Almostrecovered said:


> most of us are married and this sort of stuff gets used against you in divorce/custody


:iagree:

The OP doesn't have to think about that, or custody of kids, division of marital assets and debts.


----------



## sam83 (Jul 23, 2011)

BigBri said:


> I wouldn't call it _fun_, bro. Why is it that most everyone who responds, or sends me a PM says they wish they did this. Why didn't you guys do it? What was stopping you?


that's what I'm asking myself every time I read a thread here man why the hell u stay and want her back and it's not always about children as I saw in some threads I think u and ahhmaan only cut it forever here


----------



## the guy (Aug 3, 2010)

I get it, that was some of the replyies....suprise with insults and even one that new and didn't tell you.

Its BS...extreme BS to think that this or any thread is "fun", folks on TAM are hurting and looking for support. 

I also have one issue with "the double betrayal" and out of all the OM my wife was with the "friend" will get his @ss kicked, all others I could care less but when a "friend" sleeps with your troubled wife then its on.

Some day I will run into so called friend and there will be a reckoning.


I quess I would be doing alot of fighting if I could even find the rest of them, but they were strangers to me and it was all my wifes doing. But to have a friend also betray you knowing you have a cheating wife and to take advandage of my troubled marriage is just wrong and my "friends" day will come.


----------



## Jellybeans (Mar 8, 2011)

lordmayhem said:


> :iagree:
> The OP doesn't have to think about that, or custody of kids, division of marital assets and debts.

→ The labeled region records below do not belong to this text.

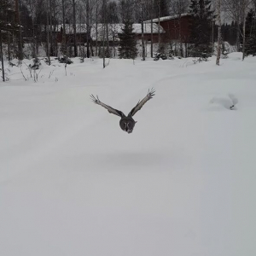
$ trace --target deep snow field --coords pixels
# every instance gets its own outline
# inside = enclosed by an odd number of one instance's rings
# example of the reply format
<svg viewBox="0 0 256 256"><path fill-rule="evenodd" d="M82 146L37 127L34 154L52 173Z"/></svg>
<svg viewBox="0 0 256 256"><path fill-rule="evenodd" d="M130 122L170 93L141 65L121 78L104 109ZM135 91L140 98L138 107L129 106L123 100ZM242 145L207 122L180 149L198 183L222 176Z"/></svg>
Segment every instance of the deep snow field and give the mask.
<svg viewBox="0 0 256 256"><path fill-rule="evenodd" d="M9 67L0 255L255 256L256 58L241 58L76 59L38 83ZM90 99L127 114L152 87L131 134Z"/></svg>

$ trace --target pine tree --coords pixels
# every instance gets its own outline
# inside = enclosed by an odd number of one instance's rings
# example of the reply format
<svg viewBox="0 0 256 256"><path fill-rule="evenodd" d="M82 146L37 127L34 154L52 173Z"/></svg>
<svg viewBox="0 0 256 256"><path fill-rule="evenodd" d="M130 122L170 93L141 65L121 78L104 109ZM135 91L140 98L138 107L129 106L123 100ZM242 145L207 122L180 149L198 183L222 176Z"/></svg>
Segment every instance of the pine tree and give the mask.
<svg viewBox="0 0 256 256"><path fill-rule="evenodd" d="M190 42L194 44L189 55L193 57L207 59L212 52L211 38L213 11L211 10L211 1L192 0L189 9Z"/></svg>
<svg viewBox="0 0 256 256"><path fill-rule="evenodd" d="M252 9L248 12L246 20L245 55L256 55L256 14Z"/></svg>
<svg viewBox="0 0 256 256"><path fill-rule="evenodd" d="M135 33L132 32L132 22L130 19L125 20L122 33L119 34L119 59L135 59L137 56Z"/></svg>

Yep. Being married and/or having children makes the situation a lot different.


----------



## Almostrecovered (Jul 14, 2011)

bottom line is that BigBri is hurting

if he wasn't hurting he wouldn't be so angry and doing all of this

I understand the revenge fantasies, I had them, I still harbor ill will towards the OM. I just don't believe it does any good in the long run.


----------



## BigBri (Jul 22, 2011)

It amazes me how far these people will go to cover their tracks. I got hold of the girl who said she had a "feeling" something was up. She told me she saw them getting a little too "cozy" at a party once. She walked out to the deck and found them hugging. She never told me because we were never really friends. I know her because we play in a softball league and she plays for one of the other teams- we have mutual friends. She also said she "didn't want to start any sh!t." The thing is, my ex-GF told me she didn't trust her around me. This girl would say hi from a distance, I never considered her a threat to our relationship, but my GF was always suspicious of her- now I know why. She(GF) was trying to paint this _other_ girl in a bad light, so if it ever came out, she could say this chick was after me--- WHAT A B!TCH! This girl, _Kandice_(very cute), told me to call her later-on so we get togther and talk some more.


----------



## Jellybeans (Mar 8, 2011)

Well yeah--it was her own guilty conscience.


----------



## BigBri (Jul 22, 2011)

As to the "leaving" thing. I seem to get the sense, then... that most of you are staying ONLY for the sake of the kids and the interest in the mutual assets. And, not about LOVE? I've read elsewhere that its actually wrong for you to stay for the sake of the children, because it(animosity/resentment) eventually gets shifted onto the children through what they call- _TRANSFERENCE_. I'm sure the children can sense something is not right between their parents... children are quite perceptive. As to the assets... wouldn't taking a financial "hit," be worth all the aggravation? A new beginning. Reading all these posts, I seem to get the feeling that the reason for _not_ leaving is that people are scared to let go and start over again. They're scared of being alone. Correct me if I'm wrong.


----------



## Jellybeans (Mar 8, 2011)

Most people who do stay do so because they actually love their partner. 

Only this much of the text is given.